Question 1: Is there a centralized place to search for all Splunk error messages? Searching answers.splunk.com I've not been able to find a reference to, or solution for,
"Error in 'rex' command: Invalid argument: '(' The search job has failed due to an error. You may be able view the job in the Job Inspector."
Question 2: Why does this rex query work fine in a search, but then fail when used in both a primary and a subsearch? I need to parse fields in both places. I built an initial query that worked fine alone, then created a subsearch and copied/pasted the rex into it. It now fails with
"Error in 'rex' command: Invalid argument: '(' The search job has failed due to an error.

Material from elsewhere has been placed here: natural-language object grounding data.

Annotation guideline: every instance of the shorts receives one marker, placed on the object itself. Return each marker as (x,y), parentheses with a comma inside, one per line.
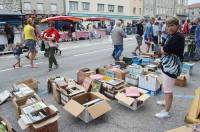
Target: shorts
(168,83)
(139,39)
(17,57)
(31,45)
(146,39)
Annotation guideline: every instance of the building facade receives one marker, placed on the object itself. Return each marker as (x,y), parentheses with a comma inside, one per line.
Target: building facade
(194,11)
(114,9)
(165,8)
(44,7)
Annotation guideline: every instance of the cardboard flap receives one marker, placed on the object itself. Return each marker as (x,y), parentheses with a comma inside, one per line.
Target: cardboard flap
(100,96)
(46,122)
(22,124)
(74,108)
(122,97)
(182,129)
(99,109)
(143,97)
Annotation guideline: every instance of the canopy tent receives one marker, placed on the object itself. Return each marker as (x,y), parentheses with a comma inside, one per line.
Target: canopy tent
(61,18)
(98,19)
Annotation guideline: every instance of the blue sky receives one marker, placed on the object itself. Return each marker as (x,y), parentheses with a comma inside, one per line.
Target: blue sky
(193,1)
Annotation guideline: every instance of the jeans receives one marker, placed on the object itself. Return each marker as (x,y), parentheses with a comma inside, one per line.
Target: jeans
(118,49)
(52,58)
(197,50)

You may be able view the job in the Job Inspector."
What do you think is going on, and how do I fix it? The purpose is to find Devices with Tasks that failed at one time, but where a later Task succeeded. Thanks so much.
Here is the code, although for some reason the * asterisks after each dot (.) in the regexes don't seem to come through in the preview window:
source="File1.csv" index="inventory-legacy" | regex Notes="^Succ.*" | transaction Description | rex field=Description "^(?<TaskID>[^-]+).*" | rex field=Description "^[^-]+-(?<DeviceName>.*)" [ search source="File1.csv" index="inventory-legacy" | regex Notes="^Fail.*" | transaction Description | rex field=Description "^(?<TaskID>[^-]+).*" | rex field=Description "^[^-]+-(?<DeviceName>.*)" | dedup DeviceName, TaskID | fields DeviceName ] |sort -_time, +TaskID, +DeviceName | table _time, TaskID, DeviceName, Description, Notes
To search for error messages, you'll need access to the _internal index. Replace "splunkd" with the name of any other Splunk log file you wish to view.
index=_internal source="*/splunkd.log" | ...
Why not combine your searches into one? I don't know if it will solve the problem, but simpler is usually better.
source="File1.csv" index="inventory-legacy" (Notes="Succ*" OR Notes="Fail*" | transaction Description | rex field=Description "^(?<TaskID>[^-]+).*" | rex field=Description "^[^-]+-(?<DeviceName>.*)" | dedup DeviceName, TaskID | sort -_time, +TaskID, +DeviceName | table _time, TaskID, DeviceName, Description, Notes
To search for error messages, you'll need access to the _internal index. Replace "splunkd" with the name of any other Splunk log file you wish to view.
index=_internal source="*/splunkd.log" | ...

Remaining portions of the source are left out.